Total: 1,914 Miles
After a good night's sleep at the Lincoln Motel, Sharon and I headed out for another day of adventure. We hoped to meet some more people along the route today, but it wound up being more of a sightseeing day. We hoped to stop at John Hargrove's unique museum near Arcadia, but his gate was closed, signalling that he wasn't available. so we moved on.
There are several other interesting and unusual sights to see in Arcadia, so we started with a 66 foot tall neon pop bottle at the appropriately named "Pop's". The place is new, beautifully modern, and has hundreds of different flavors and brands of pop (or soda as some of you non-midwesterners like to call it).
Next stop was this architectural gem, the round barn. It is one of the most recognized structures in Oklahoma, and the story of its restoration is even more incredible than when it was built in the first place.
Just outside of Arcadia are the remnants of an old gas station. The owners of the station purchased a set of counterfeiting plates from a "salesman" and quickly set up shop in the back room. Their counterfeiting operation didn't last too long before they were arrested. The station shut down when they were hauled off to prison and it never reopened.

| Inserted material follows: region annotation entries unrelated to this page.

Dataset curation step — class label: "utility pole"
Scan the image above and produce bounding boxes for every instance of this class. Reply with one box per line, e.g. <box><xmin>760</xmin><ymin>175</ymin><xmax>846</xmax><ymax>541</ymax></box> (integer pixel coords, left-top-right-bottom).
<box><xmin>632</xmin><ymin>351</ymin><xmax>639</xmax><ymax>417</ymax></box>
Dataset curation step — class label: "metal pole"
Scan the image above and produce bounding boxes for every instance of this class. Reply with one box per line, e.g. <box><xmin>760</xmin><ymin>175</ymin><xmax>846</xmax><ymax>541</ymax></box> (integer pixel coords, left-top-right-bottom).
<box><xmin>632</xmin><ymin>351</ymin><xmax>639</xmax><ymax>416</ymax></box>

My last trip through Oklahoma City wasn't very pleasant so Sharon and I vowed to find at least one interesting thing about OKC. We took a different route through the city this time; an alignment of old Route 66 referred to as the Beltway loop. It was a good choice as it gave us an opportunity to see many unique old gas stations and motels, like the Owl Court below. This is a beautiful and unique motel, though it's currently in a state of major disrepair. The owner was there working on it, and when his long term restoration project is complete this will be a true historic gem.

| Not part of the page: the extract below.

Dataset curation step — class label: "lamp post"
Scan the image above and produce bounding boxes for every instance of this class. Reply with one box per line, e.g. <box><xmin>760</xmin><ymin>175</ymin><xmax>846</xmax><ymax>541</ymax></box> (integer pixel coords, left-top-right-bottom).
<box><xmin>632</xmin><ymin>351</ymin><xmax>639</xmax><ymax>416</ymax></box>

We also found a great restaurant for lunch called Ann's Chicken Fry House. Good found, great waitresses and wonderful ambiance. My opinion of Oklahoma City has changed much for the better.
Oklahoma offers up some pristine sections of Route 66 where the original concrete roadway exists for miles-long stretches. One of the nicest is near the village of Hydro. Also near hydro is this restored classic gas station. Originally built in 1929, it was purchased by Carl and Lucille Hammons in 1941. Lucille was a Route 66 icon for 59 years at this location. The station was recently restored.
We stopped off at the Route 66 Museum in Clinton, Oklahoma. I had been there on my last trip but Sharon hadn't so we enjoyed a leisurely walk through the history of the Mother Road.
One stop we were hoping to make in Erick, Oklahoma was to see the Mediocre Music Makers, Harley and Annabelle Russell. This couple loves to visit with and entertain route travelers as they pass through their small town. We were really looking forward to meeting them but Annabelle has been having serious health problems and they weren't available. I hope we get another opportunity to meet them someday.
We decided to continue on to Shamrock, Texas to spend the night. We stayed in a wonderful little motel called The Blarney Stone. Basic but comfortable and clean. I'm glad we picked it. One of my very favorite Route 66 icons is located in Shamrock; the famed Conoco station. This fabulously restored station is a sight to behold, whether in the daylight or lit up in glorious neon at night.
Today we are off for more adventures, hopefully ending up in Tucumcari, New Mexico.